As we count down the minutes to 5pm so we can officially leave our desk, we are physically and mentally exhausted, even after wearing the most comfortable (yet, professional) clothing we own in the comfort of our own home. However, while our calendar is filled with work tasks, so does our real life to do list of having kids at home, a spouse, a house, a dog and so much more. This digital information overload can cause heightened levels of anxiety, stress, irritability and mental fatigue.
As we sit at our desks all day, unaware of the hours ticking by as we work through our to do lists (that we are grateful to have), we are struggling with the isolation, the lack of connection, the boredom, the Groundhog Day-esque existence we are currently living. In our team meeting recently, and as we’ve heard from our clients, we are all feeling very similarly. The biggest culprit? Digital fatigue.
What is digital fatigue?
Digital fatigue is “a recognized state of mental exhaustion and disengagement that occurs when people are required to use numerous digital tools and apps concurrently and in an ongoing way.” [source]
The symptoms of digital fatigue include, but are not limited to:
- Lack of energy
- Mental clarity
- Negative physical effects
- Negative psychological effects
- Lower productivity
- Inability to focus
- Sore shoulders, neck and back
- Lack of concentration
- Irritable or snappy
- Overwhelmed by the repetitiveness of your day
There are plenty of effective, yet absolutely achievable ways to reduce burnout when you’re suffering from digital fatigue.

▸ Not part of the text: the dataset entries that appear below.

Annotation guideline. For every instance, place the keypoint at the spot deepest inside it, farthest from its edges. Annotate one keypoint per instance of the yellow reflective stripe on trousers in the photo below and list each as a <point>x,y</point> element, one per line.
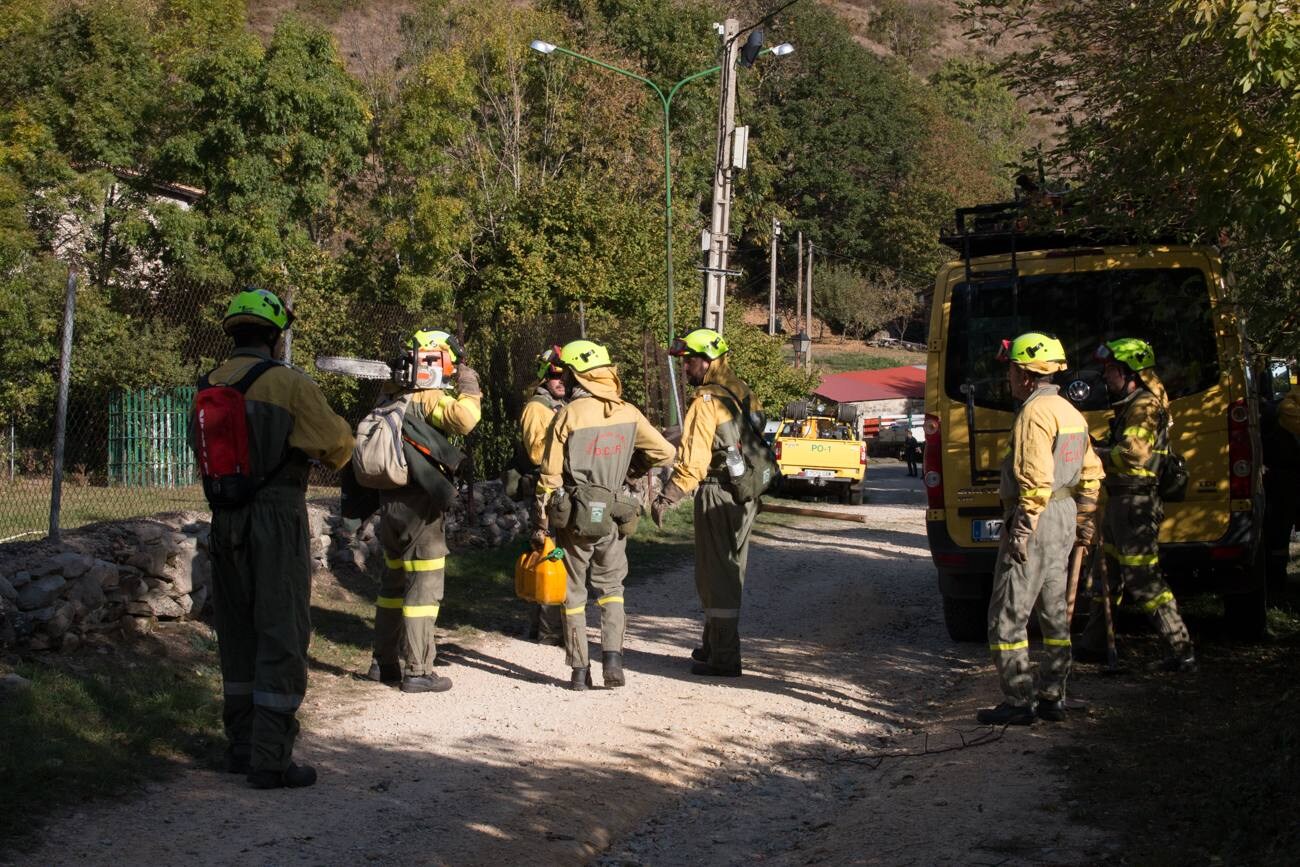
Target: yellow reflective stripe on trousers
<point>1162,599</point>
<point>416,566</point>
<point>1131,559</point>
<point>1140,433</point>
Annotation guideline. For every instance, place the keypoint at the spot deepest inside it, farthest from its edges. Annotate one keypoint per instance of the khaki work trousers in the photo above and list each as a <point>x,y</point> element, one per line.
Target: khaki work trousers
<point>603,564</point>
<point>723,528</point>
<point>1131,532</point>
<point>1015,588</point>
<point>415,554</point>
<point>261,601</point>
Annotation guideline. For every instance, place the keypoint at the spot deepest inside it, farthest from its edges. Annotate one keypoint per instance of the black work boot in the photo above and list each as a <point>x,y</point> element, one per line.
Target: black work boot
<point>425,684</point>
<point>581,679</point>
<point>611,666</point>
<point>1051,710</point>
<point>709,670</point>
<point>1006,714</point>
<point>384,673</point>
<point>295,776</point>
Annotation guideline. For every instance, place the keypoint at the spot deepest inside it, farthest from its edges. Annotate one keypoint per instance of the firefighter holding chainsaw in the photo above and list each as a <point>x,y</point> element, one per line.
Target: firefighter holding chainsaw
<point>581,497</point>
<point>412,523</point>
<point>255,427</point>
<point>1049,485</point>
<point>1134,454</point>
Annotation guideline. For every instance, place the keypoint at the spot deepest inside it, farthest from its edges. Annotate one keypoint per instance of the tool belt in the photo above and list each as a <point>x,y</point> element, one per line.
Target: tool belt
<point>592,511</point>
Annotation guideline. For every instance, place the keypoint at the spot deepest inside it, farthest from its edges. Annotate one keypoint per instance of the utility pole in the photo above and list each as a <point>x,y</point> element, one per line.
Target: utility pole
<point>798,289</point>
<point>729,157</point>
<point>807,308</point>
<point>771,284</point>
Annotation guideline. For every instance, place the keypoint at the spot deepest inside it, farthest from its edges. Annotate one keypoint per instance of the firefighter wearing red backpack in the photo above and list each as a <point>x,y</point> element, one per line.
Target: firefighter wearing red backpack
<point>412,524</point>
<point>255,427</point>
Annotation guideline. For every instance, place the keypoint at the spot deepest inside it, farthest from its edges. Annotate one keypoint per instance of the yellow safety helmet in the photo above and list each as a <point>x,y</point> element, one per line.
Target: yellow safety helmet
<point>1035,351</point>
<point>702,341</point>
<point>581,356</point>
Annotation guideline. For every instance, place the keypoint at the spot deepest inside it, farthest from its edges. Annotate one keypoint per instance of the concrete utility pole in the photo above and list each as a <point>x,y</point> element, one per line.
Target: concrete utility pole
<point>729,157</point>
<point>798,287</point>
<point>771,285</point>
<point>807,308</point>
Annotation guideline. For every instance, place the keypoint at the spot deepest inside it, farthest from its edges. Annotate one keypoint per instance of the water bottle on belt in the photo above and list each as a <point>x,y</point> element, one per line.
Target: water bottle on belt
<point>735,462</point>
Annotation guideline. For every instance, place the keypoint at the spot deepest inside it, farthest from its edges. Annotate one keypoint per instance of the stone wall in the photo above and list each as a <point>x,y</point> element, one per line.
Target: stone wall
<point>122,577</point>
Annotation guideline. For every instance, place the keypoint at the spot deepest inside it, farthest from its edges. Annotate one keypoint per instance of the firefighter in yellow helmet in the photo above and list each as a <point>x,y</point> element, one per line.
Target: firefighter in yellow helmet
<point>1049,486</point>
<point>723,524</point>
<point>545,402</point>
<point>412,528</point>
<point>1132,455</point>
<point>259,545</point>
<point>596,441</point>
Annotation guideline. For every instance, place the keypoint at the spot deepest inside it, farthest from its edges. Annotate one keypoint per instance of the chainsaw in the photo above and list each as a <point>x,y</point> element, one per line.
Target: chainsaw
<point>412,369</point>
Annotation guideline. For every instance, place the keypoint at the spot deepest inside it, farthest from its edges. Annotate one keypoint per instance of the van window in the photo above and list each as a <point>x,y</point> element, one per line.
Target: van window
<point>1168,307</point>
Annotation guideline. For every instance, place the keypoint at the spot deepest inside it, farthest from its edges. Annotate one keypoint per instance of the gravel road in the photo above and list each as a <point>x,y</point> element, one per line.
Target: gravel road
<point>846,662</point>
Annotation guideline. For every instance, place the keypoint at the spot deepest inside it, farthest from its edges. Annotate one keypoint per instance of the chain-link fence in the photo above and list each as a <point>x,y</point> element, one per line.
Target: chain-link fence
<point>128,451</point>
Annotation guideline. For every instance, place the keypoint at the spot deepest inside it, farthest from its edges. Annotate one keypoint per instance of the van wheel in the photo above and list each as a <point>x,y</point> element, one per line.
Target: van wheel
<point>1247,614</point>
<point>966,619</point>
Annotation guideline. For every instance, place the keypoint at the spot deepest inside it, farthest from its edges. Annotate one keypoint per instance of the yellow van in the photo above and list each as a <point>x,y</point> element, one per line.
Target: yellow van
<point>1008,281</point>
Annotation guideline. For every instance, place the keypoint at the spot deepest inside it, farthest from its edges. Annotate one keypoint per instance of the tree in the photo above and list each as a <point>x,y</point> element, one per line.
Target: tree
<point>1174,118</point>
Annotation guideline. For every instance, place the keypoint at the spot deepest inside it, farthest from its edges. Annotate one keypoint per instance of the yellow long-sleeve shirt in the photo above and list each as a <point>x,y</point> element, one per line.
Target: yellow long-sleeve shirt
<point>1049,451</point>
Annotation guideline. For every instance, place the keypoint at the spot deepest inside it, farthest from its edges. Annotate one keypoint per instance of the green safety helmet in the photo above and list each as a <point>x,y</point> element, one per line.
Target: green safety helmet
<point>436,339</point>
<point>549,363</point>
<point>1035,351</point>
<point>702,341</point>
<point>258,307</point>
<point>1132,352</point>
<point>581,356</point>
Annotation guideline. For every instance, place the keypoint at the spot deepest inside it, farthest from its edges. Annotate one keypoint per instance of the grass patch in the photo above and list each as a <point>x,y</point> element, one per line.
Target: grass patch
<point>839,363</point>
<point>98,725</point>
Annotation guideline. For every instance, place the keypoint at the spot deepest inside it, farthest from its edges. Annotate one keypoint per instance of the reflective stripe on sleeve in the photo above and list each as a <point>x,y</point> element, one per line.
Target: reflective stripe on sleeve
<point>1131,559</point>
<point>276,701</point>
<point>1162,599</point>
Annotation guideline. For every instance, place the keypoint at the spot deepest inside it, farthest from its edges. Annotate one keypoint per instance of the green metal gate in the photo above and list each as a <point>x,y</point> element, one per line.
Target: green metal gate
<point>148,441</point>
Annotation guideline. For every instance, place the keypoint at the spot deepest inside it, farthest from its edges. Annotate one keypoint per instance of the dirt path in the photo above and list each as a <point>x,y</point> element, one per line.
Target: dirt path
<point>845,658</point>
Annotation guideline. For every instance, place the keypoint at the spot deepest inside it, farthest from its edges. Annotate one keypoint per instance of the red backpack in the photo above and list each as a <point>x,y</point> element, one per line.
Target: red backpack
<point>221,439</point>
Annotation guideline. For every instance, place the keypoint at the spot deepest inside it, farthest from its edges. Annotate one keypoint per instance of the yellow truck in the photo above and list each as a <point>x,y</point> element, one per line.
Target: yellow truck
<point>817,451</point>
<point>1008,281</point>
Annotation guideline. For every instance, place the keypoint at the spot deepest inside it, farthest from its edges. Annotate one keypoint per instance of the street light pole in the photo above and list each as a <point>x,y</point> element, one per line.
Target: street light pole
<point>666,104</point>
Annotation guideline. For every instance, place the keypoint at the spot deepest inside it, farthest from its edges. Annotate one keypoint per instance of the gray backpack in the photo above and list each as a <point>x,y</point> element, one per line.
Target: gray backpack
<point>378,459</point>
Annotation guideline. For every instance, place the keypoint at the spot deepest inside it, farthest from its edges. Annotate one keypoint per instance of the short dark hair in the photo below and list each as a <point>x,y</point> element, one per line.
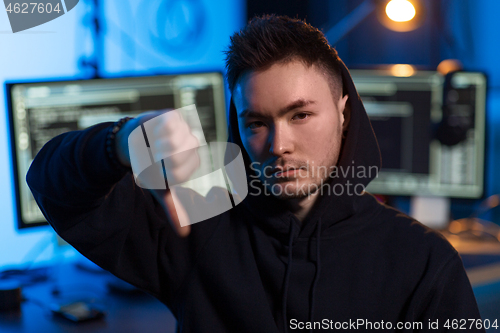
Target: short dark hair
<point>272,39</point>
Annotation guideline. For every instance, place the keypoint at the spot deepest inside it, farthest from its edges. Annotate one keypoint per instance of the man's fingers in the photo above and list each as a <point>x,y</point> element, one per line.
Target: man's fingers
<point>177,214</point>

We have a few tips that we use throughout the team here at Corporate Edge, so we encourage you to find ways that work for you and build these practices into your daily schedule.
1. A Moving Meeting
Does a 1-1 internal meeting really need to be a video call? Take it as a phone call, and both parties get outside – walk and talk! Not only are you up and away from your desk, you’re moving your body and getting some fresh air and sunshine – a few crucial ingredients to getting those happy hormones flowing!
2. Healthy Habits
Healthy eating and keeping healthy habits are so important to not falling into a lockdown trap and poor habits that are harder to break. Try taking 10-15min breaks throughout the day, in addition to your lunch break to step away from your desk and go outside. Use your lunch break to go for a walk and take a break from technology and just be present with yourself and nature (if possible). Keeping these healthy habits will keep your brain and body active and engaged, minimising the feeling of repetitiveness of each day.
3. Reduce digital tools
Choose one method of communication – whether that’s emails, Teams, Slack or phone calls, limiting the number of digital tools required each day will allow your brain the space to concentrate and focus on the task at hand. It also reduces anxiety about missing an important email or urgent task because you’re focusing on too much.
4. Take some time off
Know and understand that it is okay to take a break. Sometimes it’s exactly what you need to reset. Take the day off and do something for yourself. Just having that mental break from work, stress, video calls and everything else that comes with working from home will ensure you come back feeling rested, refreshed and with purpose.
Just remember, being kind and gentle on yourself is so incredibly important right now. Be sure to get plenty of sleep, exercise regularly, eat well and chat to friends and family about anything else other than work, COVID or lockdown.
You’ll see a major difference in your mindset, plus you will be avoiding burnout.